Dedico sempre alguma atenção aos discursos produzidos por
algumas das figuras mais representativas da Igreja portuguesa entre as quais se
inclui, obviamente, D. José Policarpo, o patriarca de Lisboa. Hoje, em Fátima, entendeu por bem sustentar que os problemas
não se resolvem “contestando, indo para grandes manifestações” pois a “democracia
na rua é a corrupção da harmonia democrática”.
Mais, criticou “a reacção colectiva a este momento nacional”
mas assume algum optimismo afirmando que “há sinais de que os sacrifícios
levarão a resultados positivos.
Aprofunda a sua análise referindo que a situação de crise
que atravessamos foi produzida “ao longo de muito tempo”. “Estes problemas
foram criados por nós e por quem nos governou” acrescentou, mas manifesta-se “incompetente”

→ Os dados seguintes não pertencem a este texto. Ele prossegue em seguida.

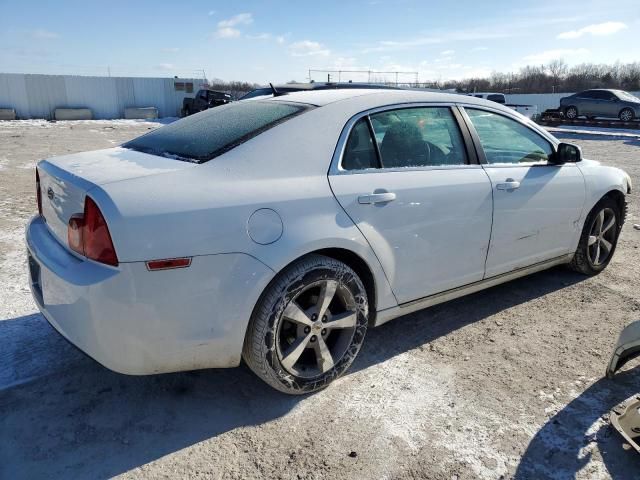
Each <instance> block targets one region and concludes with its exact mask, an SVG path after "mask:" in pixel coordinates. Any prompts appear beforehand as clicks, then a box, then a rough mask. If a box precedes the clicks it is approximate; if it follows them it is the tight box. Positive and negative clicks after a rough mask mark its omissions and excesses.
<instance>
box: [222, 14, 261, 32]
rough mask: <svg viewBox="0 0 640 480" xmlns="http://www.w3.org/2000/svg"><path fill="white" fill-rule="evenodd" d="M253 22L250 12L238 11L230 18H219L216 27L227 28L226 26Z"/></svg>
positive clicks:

para se pronunciar sobre as decisões do actual ou de anteriores governos.
Na conversa com os jornalistas surge uma questão a D. José
Policarpo, registada numa peça televisiva mas omissa na peça do Público sobre o
eventual aumento do IMI nos edifícios património da Igreja. O patriarca acha
que deve ser cumprida a concordata, embora se possa negociar e entende que não
se podem alterar disposições acordadas apenas com uma “decisão administrativa”.
A ver se eu percebo, D. José Policarpo. Muitos de nós tínhamos
fixado nos contratos e vínculos laborais os rendimentos que nos deviam ser
pagos. Uma “decisão administrativa” como lhe chama, baixou esses rendimentos
sem qualquer negociação.
Muitos de nós D. José Policarpo, estávamos sujeitos a uma
carga fiscal fixada que por uma “decisão administrativa”, não negociada, foi
brutalmente agravada.
Sabe D. José Policarpo, os sinais positivos de que os
sacrifícios levarão a resultados positivos como afirma, talvez não sejam muito
visíveis ou percebidos pelos muitos milhares de portugueses que diariamente em luta pela dignidade e sobrevivência e em número crescente batem à porta de instituições de solidariedade social,
muitas delas da Igreja, como o senhor cardeal deverá saber bem melhor do que eu.
D. José Policarpo, talvez não seja estranho que esta gente
toda sinta a necessidade de ir para a rua expressar descontentamento, revolta,
desesperança. Como o Sr. D. José Policarpo afirma, talvez os problemas não se resolvam
contestando, mas o silêncio dos inocentes também não os resolve. Os inocentes
que o senhor acha que não deveriam ir para a rua protestar, não têm voz nem peso para se sentar à
mesa das “negociações” como o Sr. Cardeal, a Igreja, fará para que o IMI não
atinja o património da Igreja.
Hoje, vai desculpar-me, fiquei convencido de que talvez não tenhamos
o mesmo entendimento de solidariedade. No fundo, nada de estranho quando se tem
poder, entendemos que os inocentes devem resignar-se “aceitando as decisões
administrativas”, os sacrifícios, e acreditar num futuro redentor, e nós, nós
entendemos que não aceitamos “decisões administrativas” lesivas dos
nossos interesses e exigimos que sejam negociadas, isto é, alteradas.
Registei e não gostei.
4 comentários:
Eu também não gostei do que D. M. Policarpo disse, mas adorei o que escreveu o professor... Chegou para ele!!!
Concordo com o que escreveu e agradeço a sua lucidez sobre este assunto, não vá qualquer "sombra de pecado" toldar-nos o raciocínio sobre o acto de manifestarmos com dignidade o nosso desejo de melhor humanidade !
Pois é, Zé, também se deve ter esquecido dos acontecimentos populares de 1975,nomeadamente, no norte do país, onde até havia coisas a arder e tudo.Pois, há o argumento que os tempos eram outros, mas os tempos são sempre outros e temos tendência de nos esquecermo-nos de algumas coisas - uma das belas funções da memória.
Antigo companheiro de viagens , numa 4L, para reuniões ao longo do vale do Tejo, lá pelos anos 80.
Anos 80?! Isso foi quando? Há um monte de tempo.